The learning outcomes of optimizing the Kinesis Data Stream flow to support high throughput.

Ravi Sharma
Towards AWS

--

Amzaon Kinesis data stream can be easily integrated with AWS Lambda to process records. Add a trigger to Lambda with Kinesis as a source and it will start consuming records from the Kinesis. However, it requires more than just adding a trigger when dealing with a high volume of records. Lambda & Kinesis Data Stream requires optimization to support the increased load. The article talks about 5 million records (actually, our system is capable of handling up to 15 million, but the peak we have processed to date is 5 million) but you can tune it further to support much higher volume as needed. The idea is to share the measures taken to improve the performance.

The Challenge

Last year, our analytics team migrated their infrastructure to Snowflake. Their primary goal was to support the growing number of clients — while ensuring a quicker processing time.

Our service supports analytics, we have an ingestion pipeline that eventually publishes all the data to the analytics service. A lambda processes the records received from the kinesis pipeline & performs some actions, and transformations on the data & pushes it further to the analytics service managed by the analytics team. The analytics service is then used by users to perform analysis of the data.

Analytics Ingestion Flow

As Kinesis and Lambda serve as intermediaries before the data reaches the centralized analytics service, it was critical to improve our system before onboarding new large clients on the analytics pipeline.

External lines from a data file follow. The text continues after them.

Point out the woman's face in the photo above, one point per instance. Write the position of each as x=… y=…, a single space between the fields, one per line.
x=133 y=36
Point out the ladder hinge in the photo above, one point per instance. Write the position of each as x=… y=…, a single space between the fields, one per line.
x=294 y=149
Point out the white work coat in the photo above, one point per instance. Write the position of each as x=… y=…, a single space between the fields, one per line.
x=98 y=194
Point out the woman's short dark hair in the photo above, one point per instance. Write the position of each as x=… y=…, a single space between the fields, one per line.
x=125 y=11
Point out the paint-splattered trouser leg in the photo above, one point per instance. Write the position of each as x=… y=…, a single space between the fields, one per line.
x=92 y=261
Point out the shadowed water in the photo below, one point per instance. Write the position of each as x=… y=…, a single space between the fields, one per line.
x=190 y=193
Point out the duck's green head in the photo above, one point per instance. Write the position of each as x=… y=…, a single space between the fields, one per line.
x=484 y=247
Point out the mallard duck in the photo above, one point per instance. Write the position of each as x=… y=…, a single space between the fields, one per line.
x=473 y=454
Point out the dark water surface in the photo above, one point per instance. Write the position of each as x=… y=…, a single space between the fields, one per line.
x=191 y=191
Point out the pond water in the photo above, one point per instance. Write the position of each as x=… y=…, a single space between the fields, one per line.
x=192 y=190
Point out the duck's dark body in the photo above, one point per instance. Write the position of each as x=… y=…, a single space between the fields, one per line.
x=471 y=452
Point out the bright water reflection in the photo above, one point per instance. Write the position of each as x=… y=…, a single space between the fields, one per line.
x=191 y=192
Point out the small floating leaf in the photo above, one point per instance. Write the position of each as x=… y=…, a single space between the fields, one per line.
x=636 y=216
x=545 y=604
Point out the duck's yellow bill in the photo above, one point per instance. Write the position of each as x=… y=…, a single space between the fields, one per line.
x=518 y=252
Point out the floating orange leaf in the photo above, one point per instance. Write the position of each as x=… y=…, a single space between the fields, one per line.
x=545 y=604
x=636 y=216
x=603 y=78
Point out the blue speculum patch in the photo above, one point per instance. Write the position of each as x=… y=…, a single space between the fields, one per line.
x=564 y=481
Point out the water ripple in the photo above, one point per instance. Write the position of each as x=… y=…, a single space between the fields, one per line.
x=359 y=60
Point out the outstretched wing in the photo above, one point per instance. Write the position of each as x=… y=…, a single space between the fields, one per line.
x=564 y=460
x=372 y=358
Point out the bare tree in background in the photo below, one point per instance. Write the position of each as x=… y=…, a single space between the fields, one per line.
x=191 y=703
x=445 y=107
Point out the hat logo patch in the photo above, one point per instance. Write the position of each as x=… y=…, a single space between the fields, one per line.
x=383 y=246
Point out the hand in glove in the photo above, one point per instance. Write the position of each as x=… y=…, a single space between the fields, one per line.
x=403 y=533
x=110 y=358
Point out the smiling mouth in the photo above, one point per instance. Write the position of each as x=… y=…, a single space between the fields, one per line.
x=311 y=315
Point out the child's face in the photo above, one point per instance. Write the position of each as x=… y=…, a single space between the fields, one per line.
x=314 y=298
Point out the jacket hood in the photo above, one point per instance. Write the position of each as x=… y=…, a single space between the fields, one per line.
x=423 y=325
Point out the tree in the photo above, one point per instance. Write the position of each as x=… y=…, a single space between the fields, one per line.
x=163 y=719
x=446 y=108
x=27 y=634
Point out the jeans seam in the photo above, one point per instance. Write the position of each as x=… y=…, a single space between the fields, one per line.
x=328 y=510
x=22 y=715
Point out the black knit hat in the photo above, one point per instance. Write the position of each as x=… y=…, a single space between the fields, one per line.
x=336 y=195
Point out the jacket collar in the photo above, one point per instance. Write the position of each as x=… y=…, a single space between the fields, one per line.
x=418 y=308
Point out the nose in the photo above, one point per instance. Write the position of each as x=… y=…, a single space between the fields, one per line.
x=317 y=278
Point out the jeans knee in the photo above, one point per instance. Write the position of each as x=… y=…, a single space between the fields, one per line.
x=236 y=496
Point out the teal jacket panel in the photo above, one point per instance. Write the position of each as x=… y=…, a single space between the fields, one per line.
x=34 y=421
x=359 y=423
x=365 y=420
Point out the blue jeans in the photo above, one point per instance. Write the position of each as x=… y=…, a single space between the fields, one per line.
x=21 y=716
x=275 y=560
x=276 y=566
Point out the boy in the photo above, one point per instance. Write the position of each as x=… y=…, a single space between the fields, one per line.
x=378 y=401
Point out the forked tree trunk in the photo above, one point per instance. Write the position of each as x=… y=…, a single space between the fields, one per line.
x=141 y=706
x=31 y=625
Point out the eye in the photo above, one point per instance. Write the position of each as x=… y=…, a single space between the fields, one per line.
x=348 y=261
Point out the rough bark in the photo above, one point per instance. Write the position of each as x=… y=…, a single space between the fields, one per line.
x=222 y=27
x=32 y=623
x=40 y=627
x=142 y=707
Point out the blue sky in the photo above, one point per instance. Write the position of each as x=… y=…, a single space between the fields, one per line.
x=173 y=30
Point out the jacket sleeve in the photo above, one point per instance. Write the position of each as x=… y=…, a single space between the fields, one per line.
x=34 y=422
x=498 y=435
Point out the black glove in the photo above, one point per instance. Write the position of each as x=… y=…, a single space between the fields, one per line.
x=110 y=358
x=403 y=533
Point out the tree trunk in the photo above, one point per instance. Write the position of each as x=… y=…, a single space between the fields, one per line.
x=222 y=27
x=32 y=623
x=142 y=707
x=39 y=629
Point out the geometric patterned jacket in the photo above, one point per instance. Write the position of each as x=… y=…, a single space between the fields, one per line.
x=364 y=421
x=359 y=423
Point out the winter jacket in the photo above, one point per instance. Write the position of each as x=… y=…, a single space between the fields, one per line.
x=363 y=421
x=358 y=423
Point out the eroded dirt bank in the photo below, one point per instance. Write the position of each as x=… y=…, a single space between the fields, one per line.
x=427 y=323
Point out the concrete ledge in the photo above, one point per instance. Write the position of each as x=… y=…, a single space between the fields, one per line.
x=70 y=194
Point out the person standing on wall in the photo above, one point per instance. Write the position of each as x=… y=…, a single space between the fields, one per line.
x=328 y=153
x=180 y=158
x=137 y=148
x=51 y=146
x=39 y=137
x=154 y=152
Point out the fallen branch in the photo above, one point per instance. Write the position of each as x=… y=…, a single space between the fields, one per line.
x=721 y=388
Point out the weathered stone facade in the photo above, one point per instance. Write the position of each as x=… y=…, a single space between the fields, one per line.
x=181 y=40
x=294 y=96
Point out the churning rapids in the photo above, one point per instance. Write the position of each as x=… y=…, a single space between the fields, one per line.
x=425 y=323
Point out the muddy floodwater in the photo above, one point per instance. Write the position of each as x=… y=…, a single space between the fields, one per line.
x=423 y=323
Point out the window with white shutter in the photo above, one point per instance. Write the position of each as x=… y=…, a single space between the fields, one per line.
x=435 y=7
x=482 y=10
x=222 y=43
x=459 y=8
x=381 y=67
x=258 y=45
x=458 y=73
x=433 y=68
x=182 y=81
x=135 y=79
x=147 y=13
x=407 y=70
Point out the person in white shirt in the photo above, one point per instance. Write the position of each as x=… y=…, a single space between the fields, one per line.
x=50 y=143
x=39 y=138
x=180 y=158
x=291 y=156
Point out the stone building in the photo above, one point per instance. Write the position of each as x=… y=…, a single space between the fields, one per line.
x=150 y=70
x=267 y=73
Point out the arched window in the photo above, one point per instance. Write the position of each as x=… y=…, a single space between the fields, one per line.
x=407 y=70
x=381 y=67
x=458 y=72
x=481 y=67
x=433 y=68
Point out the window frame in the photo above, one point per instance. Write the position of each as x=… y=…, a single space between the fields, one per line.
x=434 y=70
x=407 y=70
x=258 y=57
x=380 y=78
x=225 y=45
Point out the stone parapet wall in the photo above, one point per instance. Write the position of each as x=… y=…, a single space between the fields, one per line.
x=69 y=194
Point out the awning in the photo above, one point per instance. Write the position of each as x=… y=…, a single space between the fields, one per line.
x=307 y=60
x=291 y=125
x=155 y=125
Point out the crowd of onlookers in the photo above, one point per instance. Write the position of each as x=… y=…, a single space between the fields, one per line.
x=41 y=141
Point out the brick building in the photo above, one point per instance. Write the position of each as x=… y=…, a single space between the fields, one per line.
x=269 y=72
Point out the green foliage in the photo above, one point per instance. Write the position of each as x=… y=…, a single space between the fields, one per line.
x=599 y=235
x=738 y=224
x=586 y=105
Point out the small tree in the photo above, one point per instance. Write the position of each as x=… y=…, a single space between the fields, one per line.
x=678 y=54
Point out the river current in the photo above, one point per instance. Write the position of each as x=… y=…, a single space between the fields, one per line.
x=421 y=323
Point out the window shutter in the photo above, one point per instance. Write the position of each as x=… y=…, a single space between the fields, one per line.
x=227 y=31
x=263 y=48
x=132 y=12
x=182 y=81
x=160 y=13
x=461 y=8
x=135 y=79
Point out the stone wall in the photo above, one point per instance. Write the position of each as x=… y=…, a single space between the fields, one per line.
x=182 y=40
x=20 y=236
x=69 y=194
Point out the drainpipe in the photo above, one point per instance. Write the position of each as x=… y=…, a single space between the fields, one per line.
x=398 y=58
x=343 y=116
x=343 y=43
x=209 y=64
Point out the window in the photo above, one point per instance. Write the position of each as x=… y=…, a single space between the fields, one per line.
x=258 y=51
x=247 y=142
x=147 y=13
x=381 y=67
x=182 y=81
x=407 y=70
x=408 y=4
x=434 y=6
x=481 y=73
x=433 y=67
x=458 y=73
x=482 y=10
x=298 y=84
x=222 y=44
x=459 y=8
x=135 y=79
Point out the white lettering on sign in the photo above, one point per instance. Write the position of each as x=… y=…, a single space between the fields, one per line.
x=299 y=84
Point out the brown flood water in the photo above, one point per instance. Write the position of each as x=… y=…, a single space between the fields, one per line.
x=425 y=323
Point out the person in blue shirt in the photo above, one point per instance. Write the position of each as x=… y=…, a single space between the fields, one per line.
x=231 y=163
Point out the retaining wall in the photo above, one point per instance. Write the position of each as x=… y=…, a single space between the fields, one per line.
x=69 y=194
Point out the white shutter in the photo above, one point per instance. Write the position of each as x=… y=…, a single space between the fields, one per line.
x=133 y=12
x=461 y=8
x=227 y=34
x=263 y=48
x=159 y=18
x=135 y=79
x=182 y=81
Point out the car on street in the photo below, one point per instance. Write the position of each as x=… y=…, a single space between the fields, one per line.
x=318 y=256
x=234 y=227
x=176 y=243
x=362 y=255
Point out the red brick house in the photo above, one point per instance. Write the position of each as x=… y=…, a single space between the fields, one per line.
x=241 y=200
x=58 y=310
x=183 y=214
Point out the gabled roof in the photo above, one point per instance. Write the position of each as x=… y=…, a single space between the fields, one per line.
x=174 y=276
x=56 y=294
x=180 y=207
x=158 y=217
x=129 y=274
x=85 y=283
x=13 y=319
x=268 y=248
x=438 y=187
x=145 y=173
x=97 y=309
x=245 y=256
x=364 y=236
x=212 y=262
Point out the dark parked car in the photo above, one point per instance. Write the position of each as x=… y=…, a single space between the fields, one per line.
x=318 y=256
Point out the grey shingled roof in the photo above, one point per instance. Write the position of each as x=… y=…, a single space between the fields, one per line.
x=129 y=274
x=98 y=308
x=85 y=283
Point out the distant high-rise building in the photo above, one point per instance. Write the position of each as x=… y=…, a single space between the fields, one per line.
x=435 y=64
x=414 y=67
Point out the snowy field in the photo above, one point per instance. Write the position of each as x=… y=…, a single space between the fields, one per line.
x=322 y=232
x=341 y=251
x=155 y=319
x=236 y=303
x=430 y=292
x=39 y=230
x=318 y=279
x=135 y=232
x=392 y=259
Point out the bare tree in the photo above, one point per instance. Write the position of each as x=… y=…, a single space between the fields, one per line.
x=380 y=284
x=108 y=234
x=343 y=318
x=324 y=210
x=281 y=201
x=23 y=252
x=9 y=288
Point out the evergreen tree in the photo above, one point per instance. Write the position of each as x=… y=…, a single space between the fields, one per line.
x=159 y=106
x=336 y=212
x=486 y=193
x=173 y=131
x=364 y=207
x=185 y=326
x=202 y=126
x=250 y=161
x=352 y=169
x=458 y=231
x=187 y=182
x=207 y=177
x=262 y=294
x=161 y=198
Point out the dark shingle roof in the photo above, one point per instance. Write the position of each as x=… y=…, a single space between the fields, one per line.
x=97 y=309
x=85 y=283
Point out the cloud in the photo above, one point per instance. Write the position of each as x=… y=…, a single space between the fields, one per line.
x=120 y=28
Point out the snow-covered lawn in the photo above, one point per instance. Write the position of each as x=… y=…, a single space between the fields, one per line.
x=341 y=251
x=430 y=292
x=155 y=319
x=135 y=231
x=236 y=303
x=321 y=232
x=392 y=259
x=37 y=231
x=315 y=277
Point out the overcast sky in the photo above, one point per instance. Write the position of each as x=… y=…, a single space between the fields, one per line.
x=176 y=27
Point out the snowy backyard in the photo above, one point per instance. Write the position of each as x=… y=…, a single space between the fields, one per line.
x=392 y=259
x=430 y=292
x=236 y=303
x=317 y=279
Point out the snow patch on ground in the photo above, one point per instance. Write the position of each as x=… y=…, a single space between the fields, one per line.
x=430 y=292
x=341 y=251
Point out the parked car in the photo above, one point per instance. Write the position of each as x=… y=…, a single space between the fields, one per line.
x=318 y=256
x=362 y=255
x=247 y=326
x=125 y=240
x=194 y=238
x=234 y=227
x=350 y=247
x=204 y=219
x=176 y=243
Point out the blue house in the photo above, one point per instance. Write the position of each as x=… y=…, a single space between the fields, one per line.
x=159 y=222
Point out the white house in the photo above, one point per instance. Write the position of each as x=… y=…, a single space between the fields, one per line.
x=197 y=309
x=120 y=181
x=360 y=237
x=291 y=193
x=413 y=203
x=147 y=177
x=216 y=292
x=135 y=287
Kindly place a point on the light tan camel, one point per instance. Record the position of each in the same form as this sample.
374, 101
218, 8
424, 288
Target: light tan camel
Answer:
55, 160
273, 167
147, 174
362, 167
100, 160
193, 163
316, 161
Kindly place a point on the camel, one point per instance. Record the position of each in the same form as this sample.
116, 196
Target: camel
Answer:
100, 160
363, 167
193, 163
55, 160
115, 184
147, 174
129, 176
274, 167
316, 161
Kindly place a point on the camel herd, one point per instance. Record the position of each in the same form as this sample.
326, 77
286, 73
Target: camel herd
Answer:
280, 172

We already had alerts in place to detect any anomalies in the pipeline. The next step was to perform a load test.

During the load test, we encountered two alerts related to kinesis & one related to lambda.

  • The first was related to the High Iterator Age in kinesis, and the second was for ProvisionedThroughputExceededException. Our kinesis pipeline was overwhelmed.
  • So were the lambda processing records from it. The third one was related to the timeout. It depends on the latency of the external system and lambda processing capability.

Analysis

The importance of metrics and CloudWatch is paramount while analyzing issues. I recommend enabling “Enhanced (shard-level) metrics” at the Kinesis level for more in-depth analysis. Keep in mind that this will incur additional costs.

  1. High Iterator Age: During analysis, I discovered that the processing speed of lambda was slower than the ingestion rate into the pipeline. This caused the Iterator age of the kinesis to increase. If not addressed, this could lead to the dropping of events once the data retention time passed. The default retention period for data streams is 24 hours. Additional charges apply for data streams with a retention period of over 24 hours. Because the data is critical for analysis, we extended the retention period to 7 days( incurring extra costs).
  2. ProvisionedThroughputExceededException: The write capacity of kinesis per shard is 1000 records/second. The ingestion rate into the kinesis was breaching this limit thus leading to this exception. The service attempts retries in case of ingestion failure to kinesis but the retries threshold was also breached leading to the dropping of the events.
  3. Timeout: The lambda was timing out before processing the event. The limit for lambda to process events was 3 seconds. Some of the events were breaching that limit leading to errors. The alert was triggered once the success rate dropped below 99.9% i.e. more than 0.1% errors were observed in the last 10 minutes.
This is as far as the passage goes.